Amen and bed pans

122 6 1
                                    

Janell...
"Amen" I said as a tear slid from my eyes. I already know that I'm going to miss him. I heard every word he said and I knew that he meant them. I agree with the prayer that was prayed as well. Turning over I went back to sleep, it's easier not to feel or think right now.

1 Month later
"Eric, I'm not sure if photosynthesis is the correct answer."

"Janelle, we've been at this for hours you will pass the final don't worry."

"That's easy for you to say, your grade isn't swinging between C and D, mine is. I know I'm stressing but I can't help it! I really want to pass this class so I will never have to take it again."

"Janelle, how's Mel really doing?"

"Eric, she's good! It's been difficult for her these past few weeks, but give her time she'll come around. How's Dallas? He hasn't been around for while now. Hey let's all of us go to Pizza king tonight it's been a long time since we all hung out together it'll be fun."

Closing my books I gathered my thing a put them into Mavericks back pack. It's been a month since Maverick left and 3 weeks since I moved back to the dorms. I stayed at his apartment for a week, I'm sure that I could have left after a day or two, but I missed him so much and I wanted to be near him in a way. Melanie took care of me and never complained.

I had no idea Bishop lived in the townhouse next door. He came over every day to check on me, to bring me food or just sit with me. After a week of healing and moping it was time to go. I gathered my things that Mel brought to the house and I packed them in his leather backpack. I saw it hanging on the closet door and I knew that it was the one from DC because it had the blanket and Panda stuffed inside, so I've had the backpack every since.

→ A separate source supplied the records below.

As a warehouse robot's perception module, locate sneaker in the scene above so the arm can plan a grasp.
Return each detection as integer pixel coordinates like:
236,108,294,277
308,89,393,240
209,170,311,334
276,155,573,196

Heading out the library I text the girls to let them know that we are going to Pizza King later tonight. Each responded with a yes. " Eric we are on for tonight let's say around 8:30 see if Dallas is coming and we'll meet you guys there." Eric and I go our separate ways.

Heading towards the dorm I decided to go to the park instead and sit on my bench near the brook. Today, it's very cold out. The trees have all lost there leaves, but the Weeping Willow trees are still hanging in there. After my final on Monday I'll be heading home for Thanksgiving. I haven't told any of my family about what happened in DC. It never seemed like the right time, and it seemed so long ago now. It's only when I move suddenly that I feel I little pinch and then I remember. You can hardly see the scar I've been faithful with putting aloe Vera oil, and cocoa butter on it.

It's been about three weeks since I've heard from Maverick and when I did it was brief. I could tell that he was tired, and he even said that he was stressed and that it was more work then he thought. I asked if there was anything that I could do, I know their isn't, but I needed to ask. He told me to just pray for him, he didn't have to ask me to do that it was a given. So whenever I miss him I come to the park and sit on this bench and pray for him. I pray for his success, guidance, direction, and safety.

Today I feel a little off. I kept getting answers wrong during my study session with Eric, and this morning I woke up whimpering. I wasn't quite crying but I was holding Panda and whimpering. Something just doesn't feel right and I can't put my finger on it.

I know I'm tired a frustrated because I have finals, I miss my family, and I'm so confused about Maverick. I'm in a make shift relationship, he's not here, he hasn't called, texted, email, IM, nothing. I'm in the middle of my rant when I feel a bump on my shoulder, ready with an apology I look up and my whole demeanor changes.

"You need to watch where your going! I really would hate for you to fall and break your neck, Janelle." Stepping an inch closer in her face, I contemplate if I should hit her or not. I know it's not the Christian thing to do, but I really wouldn't mind "laying holy hands" on her right about now! But I muster all the goodness I have in me and I step back and relax my stance.